Monday, June 30, 2008

Lifesong

I stepped outside onto the porch, and sat down on the steps which lead out into my backyard. Although my hearing is limited, I instantly key'ed in on the sound of several birds singing in the surrounding trees. Each different type of bird having only one or two songs that it sings, we rarely realize that their songs are voiced perfection. Unlike the songs we sing, theirs are truly given from God. Each Melody pleasing for their mates and to their creator. I am not sure exactly what they are singing, but it must be good if it is the only song that they need. I too would sing it if I knew all the words.

With all we create, our songs and voices should ring louder and more true. Especially if they come from an abundance of the Heart.

Psalm 71:8 Let my mouth be filled with thy praise and with thy honour all the day.

Friday, June 20, 2008

Although the majority of this was written over a year ago, it holds a special place in my writings because of later circumstances that greatly affected my life. The original version of this verse was printed on numerous memorial prints for the friends and family of Jason Williams since it was a verse that he enjoyed, and was written with him on my mind.

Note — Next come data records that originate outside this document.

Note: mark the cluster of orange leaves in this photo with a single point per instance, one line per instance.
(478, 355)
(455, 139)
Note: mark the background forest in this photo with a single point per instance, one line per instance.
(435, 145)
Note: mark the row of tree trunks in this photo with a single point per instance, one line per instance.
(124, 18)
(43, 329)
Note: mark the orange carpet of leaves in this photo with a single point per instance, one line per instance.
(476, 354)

I still have a flood of emotion from his death which was a year ago today, but I find that on top of the loss and regret there is also a deep sense of joy and gratefullness. Since Jason's death the Lord used those circumstances to work in my life more than most will ever know, but could never deny.

With Jason in mind, I revisited the verse below and have changed it to reflect the changes in my own life that were sparked from his death. As I mentioned earlier, this verse was originally written with him in mind, and it seems prolific in nature that I change portions now with him on my mind again.

Retrospect Revisited

On the rocky shores of youths barren wasteland, I found myself dreaming in the vast space of time and reality that lies between my ears. In retrospect I view the past as a moment in time with nothing but the future ahead and the wind at my back. I can hear the memories as they blow past and smell the carnage of the wasted days and nearly insufferable nights.

Although clearly I know how it all should have went, it can no more be changed than this that I have become. It was the path of fate and the desire of my Lord that led me here and it is the same path I must continue to follow. Is it of my own accord? Did I seek to destroy everything that I feel so that I may feel nothing? No, that was not my fate. Only the illusion of facing the future makes the path seem traveled. This path has never been tread, but I don't walk it alone. My Lord is with me. Many roads will I cross, which I take towards my destiny. It could be no other way.

Cling not to this life, for it is merely an audition for an eternity. Do not forget the path you travel lest you circle around to it again. Live for Lord and tommorow but not for the day you hope it will be, for tomorrow can not be known till it becomes yesterday. Only know that it is part of the Lord's plan and it's outcome has been designed for his Glory.